While we have seen how to represent words with bits, the question that really occupied Shannon was how to do this in the most efficient manner. The bit was simply a byproduct of this preoccupation, a the minimal representation of events that could provide the best stepping stone towards efficiency. This quest for efficient transmission was partly a legacy of the work Shannon took up from his predecessors at Bell Labs, and partly an outcome from the renewed and acute interest in cryptography that arose during World War II.

The action of the transmitter in changing the message into the signal often involves a coding process. What are the characteristics of an efficient coding process?

Weaver, W. (1953). Recent contributions to the mathematical theory of communication. ETC: A Review of General Semantics, 10(4), 261–281.

It is this drive for efficiency that underlies the mathematical concept of information entropy.

To make sense of information entropy, let’s return to the unbiased coin that we used in the previous part. We already know we need on average one bit to encode the outcome, 0 or 1, “yes” or “no”, “heads” or “tails”. But what if we wanted to calculate this value just from knowing the probabilities \(P(H)\) for heads and \(P(T)\) for tails?

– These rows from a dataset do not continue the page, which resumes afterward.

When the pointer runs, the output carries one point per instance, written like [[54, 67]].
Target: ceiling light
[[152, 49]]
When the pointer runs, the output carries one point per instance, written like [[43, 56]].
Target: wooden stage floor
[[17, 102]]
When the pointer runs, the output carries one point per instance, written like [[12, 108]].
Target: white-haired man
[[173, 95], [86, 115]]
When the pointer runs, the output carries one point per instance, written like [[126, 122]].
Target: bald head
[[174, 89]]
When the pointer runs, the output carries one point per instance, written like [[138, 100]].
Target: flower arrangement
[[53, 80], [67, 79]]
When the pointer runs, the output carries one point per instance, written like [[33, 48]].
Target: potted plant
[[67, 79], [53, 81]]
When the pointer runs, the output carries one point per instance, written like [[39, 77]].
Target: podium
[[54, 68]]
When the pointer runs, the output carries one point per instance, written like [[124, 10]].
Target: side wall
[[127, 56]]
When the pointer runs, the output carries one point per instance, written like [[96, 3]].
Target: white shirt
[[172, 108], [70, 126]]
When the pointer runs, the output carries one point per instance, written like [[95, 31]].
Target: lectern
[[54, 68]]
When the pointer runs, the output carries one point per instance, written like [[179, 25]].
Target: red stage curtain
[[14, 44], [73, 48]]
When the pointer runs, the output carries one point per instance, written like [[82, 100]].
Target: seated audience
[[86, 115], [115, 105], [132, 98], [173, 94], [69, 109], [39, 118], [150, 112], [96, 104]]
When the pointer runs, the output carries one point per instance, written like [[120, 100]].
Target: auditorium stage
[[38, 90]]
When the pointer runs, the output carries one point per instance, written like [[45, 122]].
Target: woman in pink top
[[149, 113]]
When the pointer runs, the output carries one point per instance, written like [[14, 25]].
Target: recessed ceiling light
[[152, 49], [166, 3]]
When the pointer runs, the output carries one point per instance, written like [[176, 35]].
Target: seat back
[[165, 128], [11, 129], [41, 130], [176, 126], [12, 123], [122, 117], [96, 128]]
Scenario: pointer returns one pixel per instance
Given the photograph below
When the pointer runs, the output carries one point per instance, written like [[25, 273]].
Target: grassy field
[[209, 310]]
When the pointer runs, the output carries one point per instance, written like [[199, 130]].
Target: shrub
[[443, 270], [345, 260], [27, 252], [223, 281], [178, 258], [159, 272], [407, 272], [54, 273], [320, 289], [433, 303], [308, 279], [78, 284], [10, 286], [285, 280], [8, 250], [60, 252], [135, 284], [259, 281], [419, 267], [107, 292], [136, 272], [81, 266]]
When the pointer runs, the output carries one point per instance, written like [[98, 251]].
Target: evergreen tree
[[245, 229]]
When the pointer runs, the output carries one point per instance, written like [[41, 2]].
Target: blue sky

\[ P(H) = \frac{1}{2} \;\;\; P(T) = \frac{1}{2} \]

Remember, that we can take the \(\log_2\) of a probability to know how many bits we need to represent it. If we take the log of these, we get:

\[ \log_2\frac{1}{2} + \log_2\frac{1}{2} = \\ -1 + (-1) = \\ -2 \]

But that magnitude is too large! And the number is negative! We know the bits to encode a fair coin is one. What we need to do is to weigh each event in our distribution by it’s probability to get not just a sum but a “weighted sum”. \[ \begin{equation*} \begin{aligned} \left(\frac{1}{2}\times\log_2\frac{1}{2}\right) + \left(\frac{1}{2}\times\log_2\frac{1}{2}\right) &= \\ \left(\frac{1}{2}\times(-1)\right) + \left(\frac{1}{2}\times(-1)\right) &= \\ -\frac{1}{2} -\frac{1}{2} &= -1 \end{aligned} \end{equation*} \]

Better! But still negative. What we do is just reverse the sign of the equation, like this:

In retrospect, identifying entropy with information […] allowed entropy to be reconceptualized as the thermodynamic motor driving systems to self-organization rather than as the heat engine driving the world to universal heat death. (p. 102)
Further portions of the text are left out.